(3)
「もう、指一本動かせそうにない……」
「まあ、先にエリンとやり合ってたのが効いてるわな」
クアナは物凄く腹立たしい気持ちになって言った。
「私の呪力コントロールの特訓をするんじゃなかったのか!?」
こんなのは、クアナのための演習なんかではない。
「貴方は、自分のスキルアップのために、私と試合をしたかっただけだろう……!」
「お前の他に、俺の相手になる聖術士などいないからな。最高の人材と、最高の舞台が整えられているわけだ。それに乗らない手はなかろう?本当はまだまだやってみたいことがたくさんあるんだ。精神攻撃なんか、一般人に掛けるわけにはいかないしな」
「人を実験台みたいに……っ」
クアナが力を使い果たして倒れていると言うのに、よくもいけしゃあしゃあとそんなことを……。

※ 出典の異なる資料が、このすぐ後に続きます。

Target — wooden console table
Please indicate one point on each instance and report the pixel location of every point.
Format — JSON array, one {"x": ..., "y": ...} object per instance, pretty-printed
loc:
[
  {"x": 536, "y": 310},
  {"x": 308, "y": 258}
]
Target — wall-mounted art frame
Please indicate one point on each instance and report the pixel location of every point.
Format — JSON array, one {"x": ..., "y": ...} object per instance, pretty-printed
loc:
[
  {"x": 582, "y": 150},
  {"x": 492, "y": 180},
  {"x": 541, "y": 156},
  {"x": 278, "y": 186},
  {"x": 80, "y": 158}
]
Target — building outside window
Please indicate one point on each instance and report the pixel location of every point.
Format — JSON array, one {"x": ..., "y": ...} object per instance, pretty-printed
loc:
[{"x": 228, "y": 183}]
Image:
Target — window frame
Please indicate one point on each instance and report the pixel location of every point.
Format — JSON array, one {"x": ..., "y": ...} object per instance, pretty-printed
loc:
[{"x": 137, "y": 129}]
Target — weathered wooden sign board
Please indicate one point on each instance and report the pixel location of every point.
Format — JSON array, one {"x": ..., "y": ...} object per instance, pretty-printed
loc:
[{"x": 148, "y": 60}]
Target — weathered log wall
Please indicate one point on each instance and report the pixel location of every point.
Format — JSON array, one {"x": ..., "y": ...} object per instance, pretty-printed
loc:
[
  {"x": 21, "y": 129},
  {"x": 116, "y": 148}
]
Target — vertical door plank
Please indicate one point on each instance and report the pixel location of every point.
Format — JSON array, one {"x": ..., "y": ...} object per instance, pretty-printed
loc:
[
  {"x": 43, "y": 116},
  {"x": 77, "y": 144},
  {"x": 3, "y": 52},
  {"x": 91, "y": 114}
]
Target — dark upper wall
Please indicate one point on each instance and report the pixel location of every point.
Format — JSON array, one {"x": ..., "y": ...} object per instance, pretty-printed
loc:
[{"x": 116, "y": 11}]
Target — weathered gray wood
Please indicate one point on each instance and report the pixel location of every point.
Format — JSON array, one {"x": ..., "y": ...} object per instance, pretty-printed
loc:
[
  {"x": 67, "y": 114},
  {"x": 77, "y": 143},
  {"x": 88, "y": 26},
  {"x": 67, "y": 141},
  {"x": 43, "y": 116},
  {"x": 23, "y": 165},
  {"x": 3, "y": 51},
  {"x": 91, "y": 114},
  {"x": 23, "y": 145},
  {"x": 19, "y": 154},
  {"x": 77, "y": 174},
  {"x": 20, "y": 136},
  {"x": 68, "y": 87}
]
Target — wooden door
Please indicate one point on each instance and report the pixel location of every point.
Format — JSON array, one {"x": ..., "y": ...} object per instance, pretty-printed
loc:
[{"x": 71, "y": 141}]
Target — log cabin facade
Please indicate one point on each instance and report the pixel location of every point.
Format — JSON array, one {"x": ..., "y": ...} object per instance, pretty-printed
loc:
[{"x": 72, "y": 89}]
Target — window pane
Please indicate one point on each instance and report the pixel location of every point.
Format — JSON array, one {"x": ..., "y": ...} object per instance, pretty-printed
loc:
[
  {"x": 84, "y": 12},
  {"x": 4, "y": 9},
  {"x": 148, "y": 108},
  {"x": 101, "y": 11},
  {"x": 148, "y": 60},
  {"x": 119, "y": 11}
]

「さすがにやりすぎだ、隊長。クアナに同情する。貴方の無鉄砲さを甘く見ていた……」
言い出しっぺのエリンワルドはさすがにばつが悪いのか、渋い顔をしていた。
「……分かったよ、クアナ姫。悪かった。調子に乗ってやりすぎたことは、本当に申し訳なかったと思っている。……だから、たまにでいいから、またオレの特別授業に付き合ってはくれないか?」
「……全力でお断りします!」
しおらしく謝れば許されると思うのか。都合のいいやつめ。
「でも……、悔しいから、今度はちゃんとコンディションが万全な時に、やらせてほしい」
ぷっ……コールが思わずと言った様子で吹き出し、朗らかな笑顔を見せた。
「お前もなかなか、しっかり『術士の性』ってやつを持ち合わせたやつだな。怖がりのクセに」
『術士の性』と言われれば全くその通りだろう。
これほど全力で聖術を使ったのは生まれて初めてのことだった。
魔を祓う快感みたいなものを、そこに感じていたのも事実。
今日は初めてだったから、負けただけ。いつかはこの憎たらしい闇術士を、こてんぱんにのしてやりたい。
「よし、お前ら、今日はここまでだ。撤収するぞ」
コールは話は終わりだ、とでも言うように言い放ち、ひょいとクアナを横抱きに抱き上げた。
「軽いな……」
「ち、ちょっと何を……っ」
「指一本動かせないんだろう?部屋まで運んでやる」
「放せ、やめろ、恥ずかしい……!」
「おいおい、暗黒魔術士は討伐されてないぞ」
またぞろ集まってきたケンとオーランド達がわいわい言い始める。
「どうやらノックアウトされたのは聖女様の方みたいだな」
「隊長、自分だけズルいって……!僕にも抱っこさせてくださいよ!」
オーランドが真面目な顔をしてそんなことを言う。
人を赤ちゃんみたいに……。
しかし、クアナが指一本動かせないのは事実であり、どうすることも出来なかったので、諦めて身を任せることにした。
下心が全く感じられないからだろうか。コールの大きな腕には妙な安心感があった。
クアナを抱えたコールを先頭に、ぶつくさ言い続ける隊員たちを引き連れて、一行はぞろぞろと寮へ引き上げていく。
もちろん、二人の様子を目にした同僚達から、いつも通り口々に卑猥な軽口を浴びせられ続けたが、コールは相変わらず全く悪びれることもなく堂々としていて、クアナはと言えば、そんなことを気にする余裕もないほどに消耗していた。
「明日は非番だ。今日はゆっくり休め」
コールはクアナを自室のベットに横たえると言った。
「そうか、非番か……」
「そうじゃなかったら、今頃、急な討伐を頼まれても、我が隊は大きな戦力を欠いた状態で戦わないといけなくなるところだ」
「そこまでちゃんと、考えてたんだね」
「まあな」
「隊長、ありがとう……」
運んでくれた礼を言っていなかったことに気付いて、一言だけ言って、クアナは気絶するように寝入った。
だから、予期せぬ感謝の言葉に、コールが思わず赤面したのには、クアナはついぞ気が付かずじまいだった。